A Figge David, Standaert David G
Center for Neurodegeneration and Experimental Therapeutics, Department of Neurology, The University of Alabama at Birmingham, Birmingham, AL, USA.
Center for Neurodegeneration and Experimental Therapeutics, Department of Neurology, The University of Alabama at Birmingham, Birmingham, AL, USA.
Neurobiol Dis. 2017 Jun;102:125-132. doi: 10.1016/j.nbd.2017.03.003. Epub 2017 Mar 9.
Levodopa (L-DOPA) remains the most effective pharmacological treatment for Parkinson Disease (PD) but its use is limited by the development of debilitating drug-related side effects, particularly L-DOPA induced dyskinesia (LID).
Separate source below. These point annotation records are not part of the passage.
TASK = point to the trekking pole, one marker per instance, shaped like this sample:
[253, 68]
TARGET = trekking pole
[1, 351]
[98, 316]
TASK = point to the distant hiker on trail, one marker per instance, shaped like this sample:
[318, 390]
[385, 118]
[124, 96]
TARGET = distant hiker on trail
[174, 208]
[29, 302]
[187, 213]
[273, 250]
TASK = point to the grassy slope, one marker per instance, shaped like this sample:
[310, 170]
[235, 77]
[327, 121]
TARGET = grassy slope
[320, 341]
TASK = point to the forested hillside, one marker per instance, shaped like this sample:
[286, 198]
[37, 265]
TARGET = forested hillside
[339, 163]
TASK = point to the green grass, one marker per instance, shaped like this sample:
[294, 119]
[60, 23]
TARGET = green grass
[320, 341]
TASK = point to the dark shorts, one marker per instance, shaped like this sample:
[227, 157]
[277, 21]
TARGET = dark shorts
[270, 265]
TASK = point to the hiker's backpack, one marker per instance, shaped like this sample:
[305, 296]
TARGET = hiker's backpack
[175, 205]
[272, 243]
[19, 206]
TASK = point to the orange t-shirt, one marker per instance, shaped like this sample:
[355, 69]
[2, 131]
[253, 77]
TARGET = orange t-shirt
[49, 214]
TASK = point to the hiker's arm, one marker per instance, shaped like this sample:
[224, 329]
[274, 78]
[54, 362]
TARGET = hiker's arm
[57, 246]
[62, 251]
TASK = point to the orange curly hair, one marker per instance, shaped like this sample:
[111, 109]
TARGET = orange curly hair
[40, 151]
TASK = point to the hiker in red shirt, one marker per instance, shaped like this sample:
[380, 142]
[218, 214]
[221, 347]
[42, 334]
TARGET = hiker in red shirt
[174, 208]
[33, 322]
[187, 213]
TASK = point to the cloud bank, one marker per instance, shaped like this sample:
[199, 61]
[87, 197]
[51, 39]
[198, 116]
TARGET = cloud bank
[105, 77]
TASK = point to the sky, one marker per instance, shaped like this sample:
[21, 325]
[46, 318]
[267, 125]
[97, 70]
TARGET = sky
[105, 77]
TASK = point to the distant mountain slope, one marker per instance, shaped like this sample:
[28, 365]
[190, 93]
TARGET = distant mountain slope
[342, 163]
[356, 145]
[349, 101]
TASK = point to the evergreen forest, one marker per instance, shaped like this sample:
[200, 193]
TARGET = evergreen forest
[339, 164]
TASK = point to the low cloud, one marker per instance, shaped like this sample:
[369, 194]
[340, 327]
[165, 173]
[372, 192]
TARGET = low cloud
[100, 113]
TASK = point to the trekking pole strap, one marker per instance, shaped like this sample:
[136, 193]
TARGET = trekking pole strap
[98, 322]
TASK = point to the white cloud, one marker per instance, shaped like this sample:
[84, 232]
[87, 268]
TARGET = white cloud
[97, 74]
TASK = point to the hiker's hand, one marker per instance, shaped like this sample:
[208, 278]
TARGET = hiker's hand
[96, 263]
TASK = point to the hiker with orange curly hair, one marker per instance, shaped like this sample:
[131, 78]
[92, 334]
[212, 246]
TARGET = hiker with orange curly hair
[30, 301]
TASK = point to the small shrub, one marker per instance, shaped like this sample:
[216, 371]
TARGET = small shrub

LID is a consequence of long-term L-DOPA use, and in model systems is characterized by a "priming effect", whereby initial administrations of L-DOPA trigger a sensitized biochemical and transcriptional response upon subsequent dopaminergic stimulation. Preliminary studies into the mechanisms underlying this cellular memory have indicated an important role for epigenetic change but many of the downstream mechanisms remain unknown. The family of bromodomain and extraterminal (BET) proteins, which bind acetylated histones, play a critical effector role in the regulation of transcription. BET proteins have been implicated in several forms of neural plasticity, but their potential relevance to LID remains unexplored. Using the 6-OHDA rodent model of LID, we show that dyskinesia development induces alterations in BET protein expression along with enhanced occupation of sites at the promoter and enhancer regions of genes dysregulated during dyskinesia development. When BET function was blocked using the pharmacologic inhibitor JQ1, LID was prevented. In addition, we found that JQ1 treatment blocked the transcriptional upregulation of several immediate-early genes known to participate in the pathogenesis of dyskinesia. Together, these results demonstrate an essential role for BET protein activity as an epigenetic "reader" of the altered histone acetylation required for LID development and suggest that modulation of BET protein function is a potential therapeutic avenue for the prevention or reversal of LID in PD.
左旋多巴(L-DOPA)仍然是治疗帕金森病(PD)最有效的药物,但它的使用受到令人衰弱的药物相关副作用的限制,尤其是左旋多巴诱发的运动障碍(LID)。LID是长期使用L-DOPA的结果,在模型系统中其特征为“启动效应”,即L-DOPA的初始给药会在随后的多巴胺能刺激时引发敏感的生化和转录反应。对这种细胞记忆潜在机制的初步研究表明表观遗传变化起重要作用,但许多下游机制仍不清楚。与乙酰化组蛋白结合的溴结构域和额外末端(BET)蛋白家族在转录调控中起关键效应作用。BET蛋白与多种形式的神经可塑性有关,但其与LID的潜在相关性仍未得到探索。利用LID的6-OHDA啮齿动物模型,我们发现运动障碍的发展会诱导BET蛋白表达改变,同时在运动障碍发展过程中失调的基因的启动子和增强子区域的位点占据增加。当使用药理抑制剂JQ1阻断BET功能时,可预防LID。此外,我们发现JQ1处理可阻断几个已知参与运动障碍发病机制的即刻早期基因的转录上调。总之,这些结果证明BET蛋白活性作为LID发展所需的组蛋白乙酰化改变的表观遗传“读取器”起着至关重要的作用,并表明调节BET蛋白功能是预防或逆转PD中LID的潜在治疗途径。